When everything else is a reward to you (such as your intelligence, fame, accomplishments, glory in good works, being seen and appreciated…), it is hard for Jesus, just Himself, to be your exceeding, great reward. But when earthly idols and foundations are removed, you are free to experience the greatest gift that you had all along. I always had Jesus since being saved, I just didn’t know Him or experience Him fully as truly being my exceeding, great reward. Jesus was always added to things.  He supplemented my life; or I was in it, honestly, for mostly His good gifts to me and His plan for my life. But would I be in it just for Jesus?
Would you still be in it, just for Jesus? If all was removed and there was no promise of future earthly goods and comforts in this life, would you still be in this race just because you loved God? 
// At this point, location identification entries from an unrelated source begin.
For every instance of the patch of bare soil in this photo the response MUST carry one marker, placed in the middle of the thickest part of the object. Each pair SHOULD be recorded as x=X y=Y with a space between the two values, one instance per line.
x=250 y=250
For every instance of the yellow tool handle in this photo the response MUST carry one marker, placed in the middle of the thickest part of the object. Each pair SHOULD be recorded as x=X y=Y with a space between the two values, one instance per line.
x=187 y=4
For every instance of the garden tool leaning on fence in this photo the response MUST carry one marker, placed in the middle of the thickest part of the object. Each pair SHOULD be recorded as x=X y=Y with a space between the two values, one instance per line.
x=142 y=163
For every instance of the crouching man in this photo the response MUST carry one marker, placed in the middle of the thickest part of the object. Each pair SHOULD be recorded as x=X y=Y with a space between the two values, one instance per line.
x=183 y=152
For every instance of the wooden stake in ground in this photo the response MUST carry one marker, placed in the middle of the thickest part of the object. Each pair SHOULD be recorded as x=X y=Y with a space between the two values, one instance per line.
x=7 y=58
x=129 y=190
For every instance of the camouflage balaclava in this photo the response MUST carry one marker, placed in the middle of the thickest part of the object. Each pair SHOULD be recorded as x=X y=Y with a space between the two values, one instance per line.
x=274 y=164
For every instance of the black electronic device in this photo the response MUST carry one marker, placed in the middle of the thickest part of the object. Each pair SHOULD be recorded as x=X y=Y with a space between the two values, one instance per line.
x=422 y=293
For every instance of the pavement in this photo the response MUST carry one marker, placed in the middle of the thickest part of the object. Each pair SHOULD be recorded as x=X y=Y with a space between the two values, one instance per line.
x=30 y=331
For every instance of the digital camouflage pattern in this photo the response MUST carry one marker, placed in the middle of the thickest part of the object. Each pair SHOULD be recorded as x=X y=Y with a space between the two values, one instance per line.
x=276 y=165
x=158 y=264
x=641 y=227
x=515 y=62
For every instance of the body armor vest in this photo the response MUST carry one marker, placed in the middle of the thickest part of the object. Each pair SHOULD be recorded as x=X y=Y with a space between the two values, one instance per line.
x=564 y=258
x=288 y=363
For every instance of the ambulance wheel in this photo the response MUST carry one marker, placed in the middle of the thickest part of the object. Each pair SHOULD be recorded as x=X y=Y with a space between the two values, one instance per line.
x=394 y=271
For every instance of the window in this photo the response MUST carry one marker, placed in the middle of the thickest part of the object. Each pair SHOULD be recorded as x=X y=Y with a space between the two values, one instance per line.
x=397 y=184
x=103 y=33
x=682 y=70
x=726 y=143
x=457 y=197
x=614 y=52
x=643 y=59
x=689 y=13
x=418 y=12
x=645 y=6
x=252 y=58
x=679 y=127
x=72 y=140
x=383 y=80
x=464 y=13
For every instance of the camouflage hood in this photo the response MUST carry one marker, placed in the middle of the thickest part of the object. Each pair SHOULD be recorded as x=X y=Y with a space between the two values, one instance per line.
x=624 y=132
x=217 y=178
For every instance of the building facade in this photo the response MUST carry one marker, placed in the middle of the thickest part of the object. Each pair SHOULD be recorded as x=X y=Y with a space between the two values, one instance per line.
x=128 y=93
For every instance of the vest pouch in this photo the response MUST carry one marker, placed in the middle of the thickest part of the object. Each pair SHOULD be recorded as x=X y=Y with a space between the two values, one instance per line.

God is the best gift you could ever have. He is the greatest treasure and friend in the universe. He is the ultimate good thing. So whenever the devil tempts you to question if God is still good after you have suffered a loss or a disappointment, you can say, yes. God is even more  good to me now, because I will always have Jesus. He is the best good, and now I will experience even more of Him and all His precious life in me.It is the best good to experience how sufficient and eternally satisfying God himself is. God is enough for us. And though we wither away like grass and our life passes like a vapor, we get to keep and to know Jesus forever.